En outre, notre présent travail montre que même lorsque la recherche d’informations dans l’environnement est indispensable pour une gestion correcte de la situation (vérification des rétroviseurs pour un changement de voies, vérification des feux tricolores), elle n’est plus correctement effectuée par les patients. Nous aurions pu penser que ce type d’exploration visuelle relevait de mécanismes automatisés, mais notre expérimentation montre que cette exploration visuelle de la scène reste sous le contrôle du système exécutif et peut donc être soumise aux évolutions dues au vieillissement cognitif pathologique.

C’est notamment ce qu’indiquent Fisk et Sharp qui avaient montré, à l’aide d’une tâche de laboratoire, que des patients en stade précoce de maladie d'Alzheimer avaient des troubles visuospatiaux et que ces troubles étaient spécifiquement reliés aux déficits exécutifs dont souffraient les patients. Rainville et Passini indiquent également que les fonctions exécutives jouent un rôle important dans les processus visuospatiaux et en particulier lorsque le patient doit se déplacer en milieu non familier.

Cependant, les études portant sur les troubles visuospatiaux sont en général réalisées plutôt sur des trajets piétons et à notre connaissance peu d’études se sont spécifiquement intéressées aux effets des troubles visuospatiaux en conduite. Il serait donc intéressant de prendre en compte ces troubles visuospatiaux et de les mettre en lien avec les déficits exécutifs afin d’évaluer le rôle joué par ces deux systèmes dans l’activité de conduite. Il semblerait ainsi que les études utilisant les paradigmes des labyrinthes puissent apporter des connaissances intéressantes. En effet, plusieurs études ont montré que les performances de résolution de labyrinthes étaient corrélées aux performances de conduite, qu’elles étaient été mesurées par auto-évaluation ou par une évaluation sur route réelle .

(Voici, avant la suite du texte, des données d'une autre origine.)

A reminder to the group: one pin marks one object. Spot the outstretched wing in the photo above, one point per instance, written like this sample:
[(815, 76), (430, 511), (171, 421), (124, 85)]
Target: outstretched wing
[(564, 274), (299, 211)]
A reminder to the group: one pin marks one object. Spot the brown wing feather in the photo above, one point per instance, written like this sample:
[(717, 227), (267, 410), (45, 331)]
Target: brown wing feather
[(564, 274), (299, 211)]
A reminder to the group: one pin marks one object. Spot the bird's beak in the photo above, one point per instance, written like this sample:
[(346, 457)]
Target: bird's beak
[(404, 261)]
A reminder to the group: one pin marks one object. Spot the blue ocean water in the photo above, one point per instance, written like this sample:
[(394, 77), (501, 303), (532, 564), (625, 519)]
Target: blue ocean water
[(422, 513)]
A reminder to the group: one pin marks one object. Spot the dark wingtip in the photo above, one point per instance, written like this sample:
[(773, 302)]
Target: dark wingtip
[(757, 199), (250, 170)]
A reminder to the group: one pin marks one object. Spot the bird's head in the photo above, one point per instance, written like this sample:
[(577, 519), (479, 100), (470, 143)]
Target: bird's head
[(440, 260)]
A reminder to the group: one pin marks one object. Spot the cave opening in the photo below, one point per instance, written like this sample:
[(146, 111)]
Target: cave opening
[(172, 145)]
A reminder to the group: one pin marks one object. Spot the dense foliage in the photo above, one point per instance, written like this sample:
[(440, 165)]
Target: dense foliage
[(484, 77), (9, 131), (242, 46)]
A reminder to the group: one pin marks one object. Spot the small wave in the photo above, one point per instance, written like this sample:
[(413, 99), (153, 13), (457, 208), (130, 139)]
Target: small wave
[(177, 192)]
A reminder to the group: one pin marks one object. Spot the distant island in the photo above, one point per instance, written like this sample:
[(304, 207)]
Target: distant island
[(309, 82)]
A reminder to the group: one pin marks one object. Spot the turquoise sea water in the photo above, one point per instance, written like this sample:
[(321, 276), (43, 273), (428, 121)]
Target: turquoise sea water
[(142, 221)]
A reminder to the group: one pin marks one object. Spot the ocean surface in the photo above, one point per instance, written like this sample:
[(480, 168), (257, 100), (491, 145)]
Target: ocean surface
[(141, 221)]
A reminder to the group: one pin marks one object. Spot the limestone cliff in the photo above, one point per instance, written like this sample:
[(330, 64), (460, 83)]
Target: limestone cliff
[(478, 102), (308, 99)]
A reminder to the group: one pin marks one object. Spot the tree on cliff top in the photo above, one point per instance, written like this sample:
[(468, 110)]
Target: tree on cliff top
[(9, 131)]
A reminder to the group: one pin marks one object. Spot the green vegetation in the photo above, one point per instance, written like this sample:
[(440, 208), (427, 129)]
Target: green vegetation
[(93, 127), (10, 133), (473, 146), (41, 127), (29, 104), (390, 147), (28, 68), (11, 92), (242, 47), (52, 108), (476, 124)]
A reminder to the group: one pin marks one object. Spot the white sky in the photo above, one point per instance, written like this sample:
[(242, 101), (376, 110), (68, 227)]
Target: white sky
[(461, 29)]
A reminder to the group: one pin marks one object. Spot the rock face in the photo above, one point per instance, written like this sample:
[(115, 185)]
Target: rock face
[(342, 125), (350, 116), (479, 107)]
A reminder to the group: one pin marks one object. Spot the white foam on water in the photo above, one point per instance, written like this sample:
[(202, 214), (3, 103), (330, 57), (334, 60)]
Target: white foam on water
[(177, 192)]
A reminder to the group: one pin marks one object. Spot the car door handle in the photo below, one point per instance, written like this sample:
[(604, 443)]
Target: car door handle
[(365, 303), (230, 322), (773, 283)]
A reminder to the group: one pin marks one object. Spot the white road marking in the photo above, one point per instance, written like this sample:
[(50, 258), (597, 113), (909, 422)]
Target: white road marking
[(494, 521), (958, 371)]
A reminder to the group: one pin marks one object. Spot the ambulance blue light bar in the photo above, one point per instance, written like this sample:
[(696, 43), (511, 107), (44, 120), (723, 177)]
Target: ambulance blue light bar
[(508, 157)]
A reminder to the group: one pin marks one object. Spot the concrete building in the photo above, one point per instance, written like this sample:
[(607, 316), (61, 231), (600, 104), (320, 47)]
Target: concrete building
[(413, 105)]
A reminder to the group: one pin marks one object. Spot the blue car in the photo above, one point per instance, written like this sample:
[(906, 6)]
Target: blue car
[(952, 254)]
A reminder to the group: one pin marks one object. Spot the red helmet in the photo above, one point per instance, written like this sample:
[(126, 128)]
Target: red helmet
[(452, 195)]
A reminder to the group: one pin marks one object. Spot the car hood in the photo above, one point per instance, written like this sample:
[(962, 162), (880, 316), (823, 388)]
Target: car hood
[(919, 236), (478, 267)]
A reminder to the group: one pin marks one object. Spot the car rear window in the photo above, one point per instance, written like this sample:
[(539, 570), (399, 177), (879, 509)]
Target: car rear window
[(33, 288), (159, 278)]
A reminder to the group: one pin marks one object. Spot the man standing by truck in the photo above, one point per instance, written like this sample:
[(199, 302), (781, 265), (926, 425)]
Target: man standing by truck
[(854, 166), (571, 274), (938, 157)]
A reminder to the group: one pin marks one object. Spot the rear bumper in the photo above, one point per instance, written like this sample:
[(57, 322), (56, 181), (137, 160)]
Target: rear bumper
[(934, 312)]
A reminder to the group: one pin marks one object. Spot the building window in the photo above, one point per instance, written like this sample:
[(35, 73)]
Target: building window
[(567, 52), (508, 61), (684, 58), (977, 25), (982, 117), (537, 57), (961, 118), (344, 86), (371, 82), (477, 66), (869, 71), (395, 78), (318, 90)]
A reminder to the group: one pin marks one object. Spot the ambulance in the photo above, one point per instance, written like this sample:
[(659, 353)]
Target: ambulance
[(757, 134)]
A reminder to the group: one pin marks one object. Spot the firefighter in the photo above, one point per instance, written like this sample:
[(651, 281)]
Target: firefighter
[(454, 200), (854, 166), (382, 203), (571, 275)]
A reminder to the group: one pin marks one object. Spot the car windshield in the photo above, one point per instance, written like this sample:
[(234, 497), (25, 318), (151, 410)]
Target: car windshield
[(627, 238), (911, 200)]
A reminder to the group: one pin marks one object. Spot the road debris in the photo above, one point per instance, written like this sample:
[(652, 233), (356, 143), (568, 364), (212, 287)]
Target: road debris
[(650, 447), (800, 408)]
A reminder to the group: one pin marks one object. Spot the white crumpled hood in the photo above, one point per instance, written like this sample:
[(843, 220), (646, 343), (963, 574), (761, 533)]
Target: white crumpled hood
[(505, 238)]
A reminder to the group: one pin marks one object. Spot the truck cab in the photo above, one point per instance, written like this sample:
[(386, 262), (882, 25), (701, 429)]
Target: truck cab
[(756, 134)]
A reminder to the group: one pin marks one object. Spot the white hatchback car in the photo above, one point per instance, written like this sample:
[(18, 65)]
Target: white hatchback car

En conclusion, les résultats que nous avons obtenus à l’aide de nos différents protocoles sur simulateur de conduite, indiquent que les patients en stade précoce de maladie d'Alzheimer présentent des déficits des trois composantes exécutives, de flexibilité, de mise à jour et d’inhibition, qui se traduisent par des performances dégradées dans les situations de conduite que nous avons mises au point. Nos résultats nous permettent de conclure que ces scénarios de conduite simulée sont suffisamment sensibles pour mettre en évidence des déficits exécutifs particuliers. En outre, ces différentes situations de conduite nous ont également permis d’observer des comportement particuliers de la part des conducteurs déments, que nous n’aurions pas pu observer dans une évaluation neuropsychologique des fonctions exécutives. En effet, d’une part les patients ont présenté des difficultés à réaliser les tâches, même lorsqu’elles n’étaient pas sous pression temporelle, et d’autre part nous avons observé des comportements spécifiques de ralentissement, voire de freinage, que nous n’avons pas observé chez les participants âgés. Bien que notre étude n’ait par pour objectif de proposer une évaluation de la compétence de conduite des participants, elle permet tout de même de suggérer qu’il existe des situations basiques de conduite qu’il serait intéressant d’évaluer chez des conducteurs âgés pour qui l’on soupçonne des troubles de la capacité de conduite.

Notes
6.

Erreur de suivi de véhicule : conducteur qui suivait le véhicule qui était devant lui dans la voie pour tourner à gauche, sans vérifier que la voie était libre pour pouvoir lui aussi tourner.